ZH - Qual é a situação atual do Afeganistão?
     Rawi - O Afeganistão está outra vez dividido em partes, e há luta entre diferentes facções fundamentalistas, apoiadas por diferentes países, como o Paquistão, a França e os Estados Unidos. Todos estão interessados na região, e cada um apóia um grupo. As Nações Unidas informaram que não podemos desenvolver nossos programas no Afeganistão por razões de segurança. De acordo com fontes da Agence France Presse (AFP), as pessoas estão agora felizes com o Talibã, porque pelo menos tinham garantia de segurança pessoal, e agora todos estão preocupados com isso. Muitas pessoas dormem com armas sob suas camas, porque estão com medo. A queda do Talibã foi uma mudança positiva, mas não a grande mudança. Os grupos fundamentalistas e os líderes criminosos estão outra vez no poder. Alguns podem ser da nova geração, mas a maior parte é da velha geração. São as forças que mataram milhares de pessoas, destruíram 90% de Cabul e demoliram nossos museus, nossa arte e nossas escolas. Muitos casos de estupro, assassinato, seqüestro, invasão de casas e destruição aconteceram antes do Talibã, sob o Talibã e continuam acontecendo.

ZH - Depois da queda do Talibã, o mundo viu imagens de mulheres afegãs tirando as burkas e voltando à escola. Essa não é uma mudança significativa?
     Rawi - Os afegãos, e especialmente as mulheres, nunca vão esquecer e nunca vão perdoar a experiência vivida sob o governo da Aliança do Norte, de 1992 a 1996. Infelizmente, a mídia ocidental cumpre um papel negativo em relação à situação afegã, porque sempre ao longo dos últimos 20 anos deu algum tipo de apoio crítico a líderes fundamentalistas. Isso está acontecendo outra vez. Estamos vivendo no Afeganistão e podemos ver que as mulheres não estão prontas para tirar suas burkas. Se poucas mulheres fazem isso, não é importante. Mas a maioria das mulheres está com medo dos grupos militares, em razão dos estupros, seqüestros e casamentos forçados que estão ocorrendo. Elas se sentem inseguras. Elas não querem deixar suas casas para ir à escola. Em geral, a situação é a mesma, para as mulheres e para os homens. Não é tão importante se as mulheres vestem burka ou não. O problema das mulheres do Afeganistão não é vestir burka. O problema é a condição social sob o poder os grupos fundamentalistas. Com burka ou sem burka, as mulheres estão privadas de direitos.

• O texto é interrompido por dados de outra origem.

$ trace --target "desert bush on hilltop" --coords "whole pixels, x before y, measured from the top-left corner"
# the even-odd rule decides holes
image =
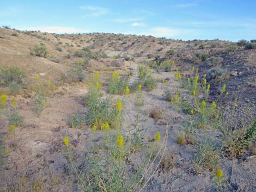
[[[22,84],[26,72],[18,66],[0,69],[0,84],[9,86],[13,82]]]
[[[202,61],[205,61],[210,57],[208,53],[203,52],[197,52],[194,53],[192,60],[193,63],[199,64]]]
[[[235,45],[232,45],[226,48],[226,52],[228,54],[234,52],[236,50],[237,50],[237,47]]]
[[[247,49],[256,49],[256,42],[248,43],[245,48]]]
[[[205,64],[209,66],[220,64],[223,61],[221,57],[211,57],[205,61]]]
[[[248,43],[248,41],[245,39],[241,39],[237,41],[238,45],[246,45]]]
[[[45,46],[43,44],[40,44],[39,45],[35,45],[31,49],[30,53],[32,55],[46,57],[48,52]]]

ZH - Na sua opinião, que mudanças ainda precisam ocorrer no Afeganistão?
     Rawi - Em termos políticos, lutamos contra o fundamentalismo. Esse é o grande inimigo de nossos homens e, especialmente, de nossas mulheres, e de nosso país. Lutamos pelo estabelecimento de um governo democrático. A democracia é a única forma de salvar a vida do povo e assegurar direitos às mulheres. Democracia significa segurança, direitos humanos e direitos das mulheres. Juntamente com isso, lutamos por educação e por assistência à saúde da mulher.

ZH - Quais são os objetivos da Rawa?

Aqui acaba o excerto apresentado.